While concerted efforts to end violent conflict, address poverty, and compel respect for human rights are just and important for normative reasons that include and extend far beyond addressing displacement crisis, these efforts are difficult, prone to failure and exceptionally incremental. We then wind up with an international community that largely recognizes the same problem and generally agrees on its root causes, but is unable and/or unwilling to address those causes in a way that is consequential for the actual individuals displaced in the immediate (Edward 2007, 15).

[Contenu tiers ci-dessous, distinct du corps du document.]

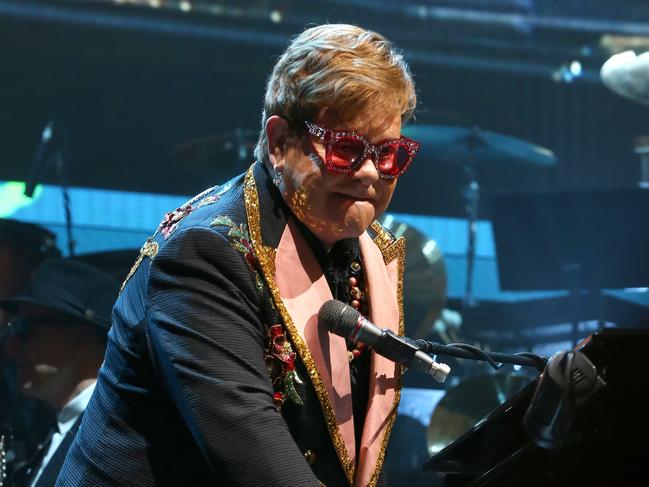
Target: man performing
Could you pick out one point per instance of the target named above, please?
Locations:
(216, 371)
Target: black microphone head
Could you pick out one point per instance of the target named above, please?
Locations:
(338, 317)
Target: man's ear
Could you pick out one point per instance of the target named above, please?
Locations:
(277, 134)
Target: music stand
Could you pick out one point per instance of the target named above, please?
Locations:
(572, 240)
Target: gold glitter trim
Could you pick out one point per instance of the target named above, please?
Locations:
(389, 247)
(266, 258)
(396, 250)
(383, 238)
(149, 249)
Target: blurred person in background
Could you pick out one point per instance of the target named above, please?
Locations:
(24, 422)
(216, 371)
(57, 338)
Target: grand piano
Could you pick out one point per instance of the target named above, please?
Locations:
(605, 443)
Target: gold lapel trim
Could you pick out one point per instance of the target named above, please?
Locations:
(266, 259)
(391, 250)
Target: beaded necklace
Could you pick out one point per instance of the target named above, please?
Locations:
(358, 301)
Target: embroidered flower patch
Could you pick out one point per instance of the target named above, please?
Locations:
(280, 361)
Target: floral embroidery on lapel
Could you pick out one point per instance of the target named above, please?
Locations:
(171, 220)
(280, 361)
(240, 240)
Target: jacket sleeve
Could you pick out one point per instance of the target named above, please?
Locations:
(206, 335)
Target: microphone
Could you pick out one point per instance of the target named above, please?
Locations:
(568, 381)
(345, 321)
(39, 162)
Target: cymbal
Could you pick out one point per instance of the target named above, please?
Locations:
(473, 146)
(467, 403)
(425, 279)
(628, 75)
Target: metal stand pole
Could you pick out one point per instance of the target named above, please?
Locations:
(472, 200)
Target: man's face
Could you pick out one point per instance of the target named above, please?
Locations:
(45, 351)
(338, 206)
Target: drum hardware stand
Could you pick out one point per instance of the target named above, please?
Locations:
(471, 203)
(41, 164)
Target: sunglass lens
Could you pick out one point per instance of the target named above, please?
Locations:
(393, 158)
(346, 152)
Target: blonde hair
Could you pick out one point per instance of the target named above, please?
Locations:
(341, 67)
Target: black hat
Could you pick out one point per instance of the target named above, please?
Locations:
(75, 288)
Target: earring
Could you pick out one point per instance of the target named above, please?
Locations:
(277, 176)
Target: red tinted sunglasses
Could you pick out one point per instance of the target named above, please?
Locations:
(346, 151)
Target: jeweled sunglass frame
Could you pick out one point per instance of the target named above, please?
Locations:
(331, 136)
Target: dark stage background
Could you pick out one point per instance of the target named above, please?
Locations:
(164, 97)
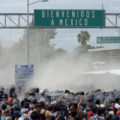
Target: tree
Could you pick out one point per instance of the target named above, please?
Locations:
(83, 37)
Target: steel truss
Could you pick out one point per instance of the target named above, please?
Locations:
(19, 20)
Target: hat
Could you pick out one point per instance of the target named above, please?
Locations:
(90, 113)
(24, 110)
(26, 105)
(17, 114)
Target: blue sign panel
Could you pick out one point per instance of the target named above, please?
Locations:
(23, 73)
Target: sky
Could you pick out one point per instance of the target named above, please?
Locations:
(65, 38)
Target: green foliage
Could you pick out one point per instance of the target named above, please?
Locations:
(83, 37)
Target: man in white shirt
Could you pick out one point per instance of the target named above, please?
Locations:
(117, 104)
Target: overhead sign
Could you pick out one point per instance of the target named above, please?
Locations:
(23, 74)
(108, 39)
(69, 18)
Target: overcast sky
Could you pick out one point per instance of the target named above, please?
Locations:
(66, 38)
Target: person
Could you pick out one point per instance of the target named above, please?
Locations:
(100, 114)
(117, 103)
(90, 105)
(43, 111)
(17, 115)
(82, 100)
(35, 115)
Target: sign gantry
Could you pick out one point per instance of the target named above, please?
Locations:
(19, 20)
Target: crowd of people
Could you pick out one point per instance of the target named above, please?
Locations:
(94, 105)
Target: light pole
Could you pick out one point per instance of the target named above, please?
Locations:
(28, 4)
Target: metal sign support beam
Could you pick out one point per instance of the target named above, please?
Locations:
(19, 21)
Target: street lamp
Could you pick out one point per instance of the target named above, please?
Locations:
(28, 4)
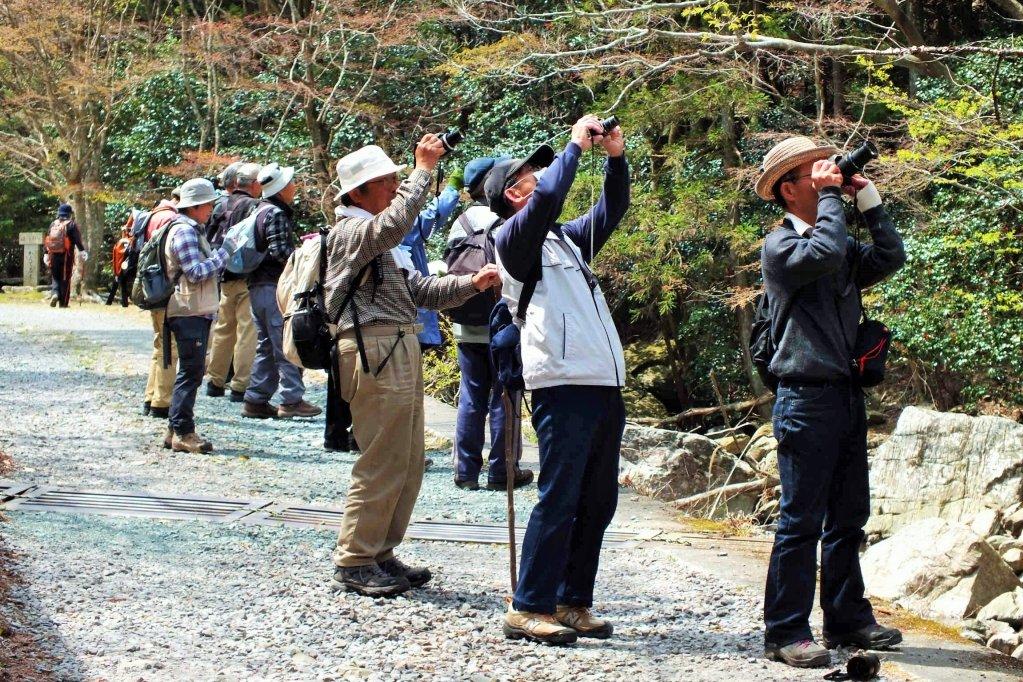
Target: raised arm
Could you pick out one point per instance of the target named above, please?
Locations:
(606, 215)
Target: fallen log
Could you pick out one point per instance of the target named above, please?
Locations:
(725, 491)
(700, 412)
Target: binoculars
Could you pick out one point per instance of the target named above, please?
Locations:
(856, 161)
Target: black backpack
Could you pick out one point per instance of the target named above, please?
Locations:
(762, 346)
(466, 257)
(138, 229)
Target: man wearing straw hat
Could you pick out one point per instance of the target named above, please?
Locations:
(812, 275)
(372, 289)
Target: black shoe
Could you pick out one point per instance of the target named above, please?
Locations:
(872, 637)
(369, 581)
(522, 478)
(415, 577)
(338, 446)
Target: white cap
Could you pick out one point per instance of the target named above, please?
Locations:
(196, 192)
(273, 178)
(362, 166)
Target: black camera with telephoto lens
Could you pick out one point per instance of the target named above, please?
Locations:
(856, 161)
(450, 139)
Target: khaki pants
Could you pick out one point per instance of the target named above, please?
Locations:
(232, 337)
(387, 414)
(161, 382)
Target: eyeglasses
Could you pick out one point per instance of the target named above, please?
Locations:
(523, 173)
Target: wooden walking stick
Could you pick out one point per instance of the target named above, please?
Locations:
(512, 445)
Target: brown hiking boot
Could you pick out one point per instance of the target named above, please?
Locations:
(804, 653)
(583, 622)
(190, 443)
(259, 410)
(299, 409)
(537, 628)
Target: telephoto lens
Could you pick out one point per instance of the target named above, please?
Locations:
(609, 124)
(856, 161)
(450, 139)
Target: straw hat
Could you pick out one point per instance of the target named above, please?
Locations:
(786, 155)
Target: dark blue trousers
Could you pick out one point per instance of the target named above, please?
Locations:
(821, 456)
(580, 434)
(479, 395)
(191, 334)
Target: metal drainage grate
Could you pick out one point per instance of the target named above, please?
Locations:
(9, 489)
(263, 512)
(135, 504)
(312, 516)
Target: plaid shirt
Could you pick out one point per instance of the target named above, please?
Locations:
(355, 241)
(195, 265)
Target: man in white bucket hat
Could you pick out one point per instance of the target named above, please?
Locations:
(372, 290)
(812, 272)
(194, 268)
(275, 235)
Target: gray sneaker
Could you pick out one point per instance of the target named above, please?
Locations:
(804, 653)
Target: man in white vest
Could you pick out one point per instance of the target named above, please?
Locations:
(574, 365)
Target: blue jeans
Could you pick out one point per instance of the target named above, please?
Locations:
(191, 334)
(580, 434)
(821, 456)
(479, 394)
(271, 367)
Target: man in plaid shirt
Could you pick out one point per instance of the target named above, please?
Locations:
(275, 235)
(194, 268)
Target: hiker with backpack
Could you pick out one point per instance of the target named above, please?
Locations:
(160, 383)
(191, 268)
(274, 241)
(372, 292)
(479, 390)
(123, 277)
(813, 271)
(572, 360)
(62, 237)
(233, 339)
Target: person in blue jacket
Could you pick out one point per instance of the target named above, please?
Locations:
(435, 215)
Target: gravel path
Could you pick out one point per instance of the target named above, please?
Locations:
(130, 599)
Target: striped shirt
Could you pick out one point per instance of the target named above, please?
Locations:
(354, 241)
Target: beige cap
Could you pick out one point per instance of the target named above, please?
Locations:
(786, 155)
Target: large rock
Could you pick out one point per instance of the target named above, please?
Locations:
(1007, 607)
(668, 464)
(937, 569)
(946, 465)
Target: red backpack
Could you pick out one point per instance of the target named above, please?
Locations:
(56, 236)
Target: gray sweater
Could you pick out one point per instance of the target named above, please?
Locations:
(809, 277)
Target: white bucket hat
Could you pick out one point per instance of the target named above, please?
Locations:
(273, 178)
(362, 166)
(195, 192)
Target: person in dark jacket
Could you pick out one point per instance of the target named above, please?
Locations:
(275, 235)
(813, 271)
(61, 239)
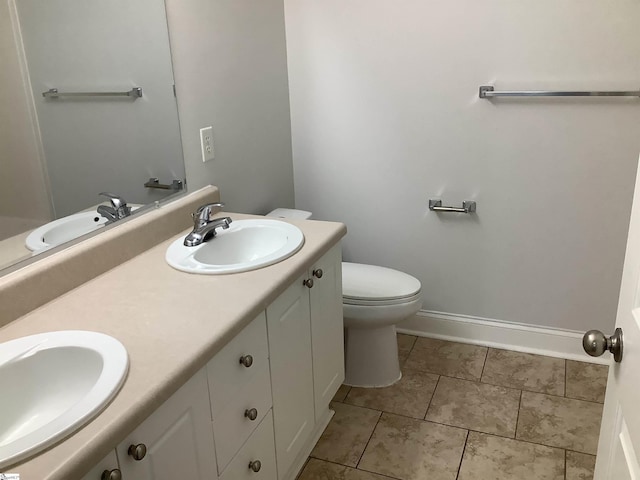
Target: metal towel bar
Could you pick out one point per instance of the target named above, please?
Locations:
(468, 206)
(488, 91)
(155, 183)
(135, 92)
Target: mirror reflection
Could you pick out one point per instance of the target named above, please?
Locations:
(88, 107)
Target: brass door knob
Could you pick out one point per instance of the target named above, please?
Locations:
(137, 452)
(246, 360)
(595, 343)
(114, 474)
(251, 414)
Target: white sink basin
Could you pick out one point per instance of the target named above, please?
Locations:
(245, 245)
(63, 230)
(66, 229)
(52, 384)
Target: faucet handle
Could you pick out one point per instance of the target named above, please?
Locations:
(119, 205)
(204, 212)
(116, 201)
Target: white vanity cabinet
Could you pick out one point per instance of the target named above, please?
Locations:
(260, 403)
(327, 329)
(306, 344)
(108, 467)
(177, 438)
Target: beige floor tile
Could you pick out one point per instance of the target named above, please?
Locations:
(586, 381)
(347, 434)
(321, 470)
(405, 344)
(341, 394)
(411, 449)
(475, 406)
(447, 358)
(580, 466)
(524, 371)
(410, 396)
(494, 458)
(559, 422)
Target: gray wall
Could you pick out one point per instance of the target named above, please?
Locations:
(230, 68)
(103, 144)
(24, 194)
(386, 115)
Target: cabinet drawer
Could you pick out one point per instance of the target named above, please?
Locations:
(260, 447)
(227, 375)
(231, 427)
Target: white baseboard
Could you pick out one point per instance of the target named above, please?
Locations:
(500, 334)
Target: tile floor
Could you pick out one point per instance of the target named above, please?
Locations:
(468, 413)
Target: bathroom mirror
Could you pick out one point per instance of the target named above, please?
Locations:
(58, 152)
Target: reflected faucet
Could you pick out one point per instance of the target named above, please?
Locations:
(204, 228)
(118, 209)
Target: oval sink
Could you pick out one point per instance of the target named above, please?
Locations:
(66, 229)
(63, 230)
(245, 245)
(54, 383)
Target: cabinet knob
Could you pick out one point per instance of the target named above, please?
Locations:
(255, 466)
(246, 360)
(114, 474)
(138, 452)
(251, 414)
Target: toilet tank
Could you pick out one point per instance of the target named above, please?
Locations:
(290, 213)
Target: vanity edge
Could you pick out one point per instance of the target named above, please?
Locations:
(165, 349)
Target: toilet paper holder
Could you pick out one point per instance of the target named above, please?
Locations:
(468, 206)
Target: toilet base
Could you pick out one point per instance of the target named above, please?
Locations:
(371, 357)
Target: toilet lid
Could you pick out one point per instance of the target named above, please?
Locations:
(370, 282)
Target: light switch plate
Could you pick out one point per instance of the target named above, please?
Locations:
(206, 144)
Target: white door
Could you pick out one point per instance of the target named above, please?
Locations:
(619, 445)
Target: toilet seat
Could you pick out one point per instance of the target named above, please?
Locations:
(376, 286)
(379, 303)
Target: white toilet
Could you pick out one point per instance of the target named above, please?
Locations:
(374, 300)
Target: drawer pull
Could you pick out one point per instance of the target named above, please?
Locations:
(251, 414)
(255, 466)
(246, 360)
(114, 474)
(138, 452)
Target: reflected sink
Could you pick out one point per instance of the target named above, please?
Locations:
(63, 230)
(246, 245)
(53, 384)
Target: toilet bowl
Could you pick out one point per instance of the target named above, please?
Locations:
(374, 300)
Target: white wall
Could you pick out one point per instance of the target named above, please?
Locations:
(385, 115)
(24, 193)
(230, 69)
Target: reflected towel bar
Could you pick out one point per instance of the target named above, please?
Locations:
(135, 92)
(488, 91)
(468, 206)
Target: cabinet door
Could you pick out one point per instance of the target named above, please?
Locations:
(178, 437)
(108, 463)
(327, 328)
(289, 333)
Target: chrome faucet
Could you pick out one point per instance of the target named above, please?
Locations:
(118, 209)
(204, 228)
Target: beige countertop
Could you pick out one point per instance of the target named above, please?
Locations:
(171, 324)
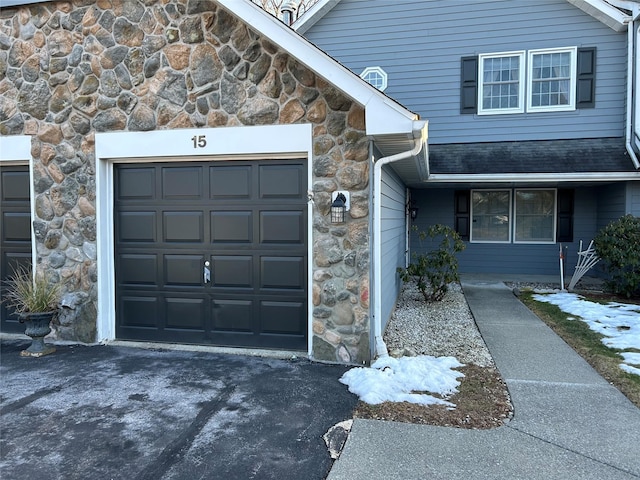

La compréhension des mécanismes divers qui sont à l’origine du phénomène du déplacement, autant au niveau de la décision de fuir une localité que par rapport au choix de

réintégrer son foyer, s’avérerait pourtant cruciale à l’élaboration de politiques efficaces à l’égard des migrants involontaires. Elle permettrait également de saisir les variations importantes propres au processus de réintégration des réfugiés au sein de localités caractérisées par des conditions structurelles similaires. Quelles sont les dimensions contextuelles et les considérations individuelles qui sont déterminantes au niveau de la dynamique des retours ? Quelles sont les implications de ces facteurs? Selon Serrano, il est possible de dégager de la plupart des études de cas, s’attardant à l’expérience des personnes déplacées, trois sources de motivations à l’origine de la décision d’un individu de réintégrer ses assises territoriales : l’attachement aux racines, les motifs économiques et le désir de justice (Serrano 2009, 22-3). Dans l’ensemble, le principal obstacle au retour constitue la menace de la violence et donc, lorsque cette barrière est supprimée, il est généralement admis que la solution naturelle représente la réintégration. Ainsi,

[It is possible to] begin with the assumption that people make a choice about whether to remain in their locations of displacement, in (varying degrees of) possession of their land and material wealth, or to abandon these in favour of somewhat uncertain life back in the place from which they flew. […] Assume also that people value their physical security (i. e. their lives, health and physical safety), and will not return if they fell their security is substantially threatened in the place of return. Finally, assume that people maintains beliefs about the future course of events and […] maintain specific beliefs about their personal safety in the place of return. Given these assumptions, our task is to specify the information that people will monitor in order to sustain or revise their beliefs (Serrano 2009, 25).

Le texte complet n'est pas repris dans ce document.